Comment Re:expert skill-based integration (Score 1) 160
It's not a matter of having an "urge". I lived in an area with a lot of gang violence, and I had a lot of friends who weren't particularly good at standing up for themselves... hippies, ravers, skaters, theater folk, etc. When your friends can't stand up for themselves and there's an imminent threat, you step forward.
I was just a cowardly little nerd who skipped a grade and was younger and smaller than everyone else when I was young, and spent a lot of time running away. Then I hit puberty and my balls dropped, and I had an altercation where a teacher didn't show up for class and the students were running wild, a football player punched me in the back of the head and called my mother a whore, and I beat him half unconcious with tables, chairs and desks. I was standing over his prostrate body with a chair in my hand, and a third guy suplexed me on my head while I was paying attention to the guy who had infringed my honour. One second I was standing, the next I was on my head semiconscious. It all happened so fast, I wanted to understand how he did it, so I joined the team and for the first time in my life I was fighting guys my own size instead of guys who outweighed me by a hundred pounds, and I was undefeated in tournament.
Now, we're all adults, I'm not wandering around being dwarfed by everyone I meet, and I'm a tough guy who still surprises himself because part of me still thinks of myself as David and everyone else as Goliath. I enter every fight expecting my opponent to break me, hoping only to break him more than he breaks me, and I'm always startled at how slow and incompetent he is. I still get my bones broken sometimes, I've broken ribs, my nose, my face, my teeth... but I fight through the pain until, in the end, I'm standing over my helpless opponent and holding his life in my hands.
Truth is, I like it. When the violence comes, the adrenaline response I get is much higher than the average guy, to the point where I get chills and shiver and am completely dismissive of pain. It scares people, when it's in the aftermath and my teeth are chattering and I'm grinning like a madman and shaking like a leaf in a storm, wishing there was someone else to fight because I feel SOO fucking awesome. Based on conversations with doctors and martial arts instructors, only about 5% of the population has a physiological response like I do.

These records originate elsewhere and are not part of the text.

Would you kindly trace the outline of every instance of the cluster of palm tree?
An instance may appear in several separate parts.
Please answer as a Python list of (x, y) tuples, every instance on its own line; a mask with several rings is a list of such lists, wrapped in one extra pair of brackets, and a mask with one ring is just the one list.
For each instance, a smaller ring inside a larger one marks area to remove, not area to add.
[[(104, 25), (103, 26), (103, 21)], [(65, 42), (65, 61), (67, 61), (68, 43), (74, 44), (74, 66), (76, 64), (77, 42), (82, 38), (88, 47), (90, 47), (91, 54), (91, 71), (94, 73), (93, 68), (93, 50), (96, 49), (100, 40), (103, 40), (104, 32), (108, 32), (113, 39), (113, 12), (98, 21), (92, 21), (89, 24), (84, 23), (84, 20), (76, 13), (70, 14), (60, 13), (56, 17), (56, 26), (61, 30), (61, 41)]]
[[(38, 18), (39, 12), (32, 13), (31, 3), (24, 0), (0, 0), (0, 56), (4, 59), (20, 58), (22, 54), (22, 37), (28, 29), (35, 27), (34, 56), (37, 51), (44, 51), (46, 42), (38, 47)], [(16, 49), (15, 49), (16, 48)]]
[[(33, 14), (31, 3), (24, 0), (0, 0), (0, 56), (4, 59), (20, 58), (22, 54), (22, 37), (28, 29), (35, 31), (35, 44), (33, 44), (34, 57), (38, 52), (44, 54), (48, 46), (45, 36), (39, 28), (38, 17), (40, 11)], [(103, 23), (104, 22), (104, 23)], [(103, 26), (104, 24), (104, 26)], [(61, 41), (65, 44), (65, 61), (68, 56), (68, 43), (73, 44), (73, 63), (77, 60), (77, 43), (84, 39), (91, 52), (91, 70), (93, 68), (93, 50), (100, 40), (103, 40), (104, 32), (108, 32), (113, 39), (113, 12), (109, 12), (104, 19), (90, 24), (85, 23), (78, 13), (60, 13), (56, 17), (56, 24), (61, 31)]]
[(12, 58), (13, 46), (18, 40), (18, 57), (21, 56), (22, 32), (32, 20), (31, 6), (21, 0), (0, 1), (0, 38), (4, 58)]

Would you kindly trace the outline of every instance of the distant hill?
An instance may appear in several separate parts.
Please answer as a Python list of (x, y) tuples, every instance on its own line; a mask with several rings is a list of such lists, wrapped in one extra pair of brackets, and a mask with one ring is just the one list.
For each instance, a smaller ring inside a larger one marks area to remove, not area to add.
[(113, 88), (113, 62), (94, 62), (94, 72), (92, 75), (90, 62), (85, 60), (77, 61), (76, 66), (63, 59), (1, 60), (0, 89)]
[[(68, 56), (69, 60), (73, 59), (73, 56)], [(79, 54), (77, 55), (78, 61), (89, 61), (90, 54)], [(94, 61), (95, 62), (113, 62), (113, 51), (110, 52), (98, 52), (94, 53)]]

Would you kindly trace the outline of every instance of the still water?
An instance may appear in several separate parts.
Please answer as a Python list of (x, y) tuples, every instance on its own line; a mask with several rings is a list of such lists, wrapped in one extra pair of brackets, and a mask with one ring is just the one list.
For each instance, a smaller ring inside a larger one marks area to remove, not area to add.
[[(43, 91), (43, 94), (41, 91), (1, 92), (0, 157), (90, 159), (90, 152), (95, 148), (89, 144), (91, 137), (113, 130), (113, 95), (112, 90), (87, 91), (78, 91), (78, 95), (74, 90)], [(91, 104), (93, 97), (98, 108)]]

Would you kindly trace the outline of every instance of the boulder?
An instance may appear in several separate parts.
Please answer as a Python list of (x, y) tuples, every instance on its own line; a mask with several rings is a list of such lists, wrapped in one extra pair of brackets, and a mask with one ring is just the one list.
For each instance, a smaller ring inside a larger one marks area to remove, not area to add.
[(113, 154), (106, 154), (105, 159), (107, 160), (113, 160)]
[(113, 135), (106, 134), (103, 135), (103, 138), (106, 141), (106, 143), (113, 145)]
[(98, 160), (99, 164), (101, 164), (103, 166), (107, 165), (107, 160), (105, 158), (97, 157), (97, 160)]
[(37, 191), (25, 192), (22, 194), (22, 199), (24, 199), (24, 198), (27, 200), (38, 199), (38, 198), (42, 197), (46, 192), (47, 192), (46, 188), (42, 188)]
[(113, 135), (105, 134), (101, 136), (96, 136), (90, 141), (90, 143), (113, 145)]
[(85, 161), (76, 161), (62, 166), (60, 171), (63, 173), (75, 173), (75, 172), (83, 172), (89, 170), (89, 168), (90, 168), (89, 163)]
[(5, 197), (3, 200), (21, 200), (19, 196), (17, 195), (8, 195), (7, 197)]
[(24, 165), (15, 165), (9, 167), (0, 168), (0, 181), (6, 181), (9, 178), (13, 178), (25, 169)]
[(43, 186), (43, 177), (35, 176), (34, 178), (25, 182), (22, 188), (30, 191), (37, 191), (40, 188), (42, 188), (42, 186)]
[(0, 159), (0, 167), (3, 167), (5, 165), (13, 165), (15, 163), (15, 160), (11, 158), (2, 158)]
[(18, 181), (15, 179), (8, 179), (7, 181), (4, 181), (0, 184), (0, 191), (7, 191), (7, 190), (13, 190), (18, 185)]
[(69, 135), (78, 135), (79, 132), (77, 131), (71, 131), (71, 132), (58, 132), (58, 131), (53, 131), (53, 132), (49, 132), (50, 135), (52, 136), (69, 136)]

Training aside, I seem to be built for this type of thing... although it's possible it's a learned response from the violence I saw in my youth.
At any rate, I think about it and talk about it because I like it, I'm good at it, and when the shit hits the fan, the people close to me appreciate it, even if they find it unpleasant to hear about when we're all sitting and making small talk. It's nice to participate in a serious conversation about it.